Dataset class returns the data twice

hello everyone, I was trying to test my concatenated model on some unlabeled data so it should go over each data in a directory and label it then go to the next, and so on. however, the data seems to be returned twice so it gives me a wrong tensor shape, and also it returns an empty array for the second data. here is the code i am using:

class Hfdata(Dataset):
    def __init__(self, data_dir, file_name):
        self.data_dir = data_dir
        self.file_name = file_name
        with h5py.File(f"{data_dir}/{file_name}", "r") as f:
            self.data = f["data"][:]

    def __len__(self):
        return len(self.data)

    def __getitem__(self, idx):
        x = self.data[idx]
        print(x.shape)
        return x
folder_path_sp = 'test_data'
file_list_sp = glob.glob(os.path.join(folder_path_sp, '*.h5'))
folder_path_tm = 'test_data_tm'
file_list_tm = glob.glob(os.path.join(folder_path_tm, '*.h5'))
model = Ensemble(ModelA(), ModelB())
model.load_state_dict(torch.load('Ensamble_model.pt'))

# predict on the new data
model.eval()
predictions = []
for file_path_sp, file_path_tm in zip(file_list_sp, file_list_tm):
    file_name_sp = os.path.basename(file_path_sp)
    file_name_tm = os.path.basename(file_path_tm)
    print(f"Prediction on {file_name_sp} and {file_name_tm}")
    dataset_sp_p = Hfdata(folder_path_sp, file_name_sp)
    dataloader_sp_p = DataLoader(dataset_sp_p, batch_size=batch_size, shuffle=False)
    dataset_tm_p = Hfdata(folder_path_tm, file_name_tm)
    dataloader_tm_p = DataLoader(dataset_tm_p, batch_size=batch_size, shuffle=False)
    for i, ((data_sp), (data_tm)) in enumerate(zip(dataloader_sp_p, dataloader_tm_p)):
        # prepare the data
        print(data_sp.shape)
        data_sp = data_sp.permute(0, 4, 1,2, 3)
        data_sp = data_sp.float()
        print(data_tm.shape)
        data_tm = data_tm.view(-1, 1, 609).float()

        # pass the data through the model
        with torch.no_grad():
            outputs = model(data_sp, data_tm)

        # obtain the predicted labels from the predicted outputs
        _, predicted_labels = torch.max(outputs.data, 1)

        # append the predicted labels to the list of predictions
        predictions.append(predicted_labels)
        print(predicted_labels)

# print the predictions
print(predictions)

and this is just print the following:
(79, 95, 79, 1)
(79, 95, 79, 1)
()
()
torch.Size([2, 79, 95, 79, 1])
torch.

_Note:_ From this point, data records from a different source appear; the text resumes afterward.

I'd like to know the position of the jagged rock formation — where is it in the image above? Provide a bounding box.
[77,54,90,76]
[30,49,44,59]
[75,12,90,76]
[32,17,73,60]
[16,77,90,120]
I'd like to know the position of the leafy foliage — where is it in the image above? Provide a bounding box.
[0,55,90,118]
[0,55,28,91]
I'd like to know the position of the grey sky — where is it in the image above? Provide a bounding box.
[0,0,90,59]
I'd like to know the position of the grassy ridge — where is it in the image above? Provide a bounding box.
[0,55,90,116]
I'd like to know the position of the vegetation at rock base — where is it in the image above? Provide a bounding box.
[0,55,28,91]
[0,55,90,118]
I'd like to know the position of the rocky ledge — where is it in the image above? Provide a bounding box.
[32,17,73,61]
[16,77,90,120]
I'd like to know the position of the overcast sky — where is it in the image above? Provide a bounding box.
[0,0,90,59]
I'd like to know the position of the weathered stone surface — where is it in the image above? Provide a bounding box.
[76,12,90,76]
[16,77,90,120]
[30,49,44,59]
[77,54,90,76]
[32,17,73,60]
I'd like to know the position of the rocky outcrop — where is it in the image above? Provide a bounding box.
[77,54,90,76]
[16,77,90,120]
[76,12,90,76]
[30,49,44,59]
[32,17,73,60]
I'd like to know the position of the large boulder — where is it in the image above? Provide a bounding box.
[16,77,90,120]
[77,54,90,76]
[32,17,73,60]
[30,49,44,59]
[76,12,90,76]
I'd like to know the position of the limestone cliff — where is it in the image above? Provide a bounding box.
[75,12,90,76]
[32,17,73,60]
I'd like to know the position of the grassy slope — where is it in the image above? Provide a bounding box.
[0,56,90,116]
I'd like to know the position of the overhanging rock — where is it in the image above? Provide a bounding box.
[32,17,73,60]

Size([2])

so, my you please help me with that issue?
many thanks in advance.

I don’t fully understand the issue since I would assume a RuntimeError would be raised if an empty tensor is processed in the model.
Could you explain your use case a bit more and which shapes are expected where?

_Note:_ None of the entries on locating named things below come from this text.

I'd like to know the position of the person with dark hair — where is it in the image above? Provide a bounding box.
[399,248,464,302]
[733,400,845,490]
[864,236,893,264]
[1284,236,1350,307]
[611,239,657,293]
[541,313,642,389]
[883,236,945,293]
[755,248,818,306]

yes, so normally I have some 3D data and another 1D data (they actually form the same source (4D data) but they are separated and was using in two different models (3D and 1D) then they were concatenated into one model (Ensamble model) and was trained and evaluated and this all works fine. then for testing i wanted this ensemble model to label those data but taking into account 1 data at a time (so 3D +1D then give me the label). but here in the code I provided, from the print statement in the getitem it seems to return duplicated data. the 3D data ((79, 95, 79, 1)
(79, 95, 79, 1)), and also the 1D data but it returns as empty(()
()) so indeed i have an empty tensor for this 1D data which should be torch. Size([1, 1, 609]) and the 3D data should be torch.Size([1, 1, 79, 95, 79]).
I hope this elaborates it a bit.

I have managed to solve it by updating the class Hfdata as follows:

class Hfdata(torch.utils.data.Dataset):
    def __init__(self, data_dir, file_name):
        self.data_dir = data_dir
        self.file_name = file_name
        self.data = []
        with h5py.File(f"{data_dir}/{file_name}", "r") as f:
            self.data.append(f["data"][:])
        #print(f"Number of data samples in {file_name}: {len(self.data)}")

        #print(f'length: {len(self.data)}')

    def __len__(self):
        return len(self.data)

    def __getitem__(self, idx):
        x = self.data[idx]
        #print(f"shape: {x.shape}")
        return x

so now I am getting the correct shape of the data and the tensor.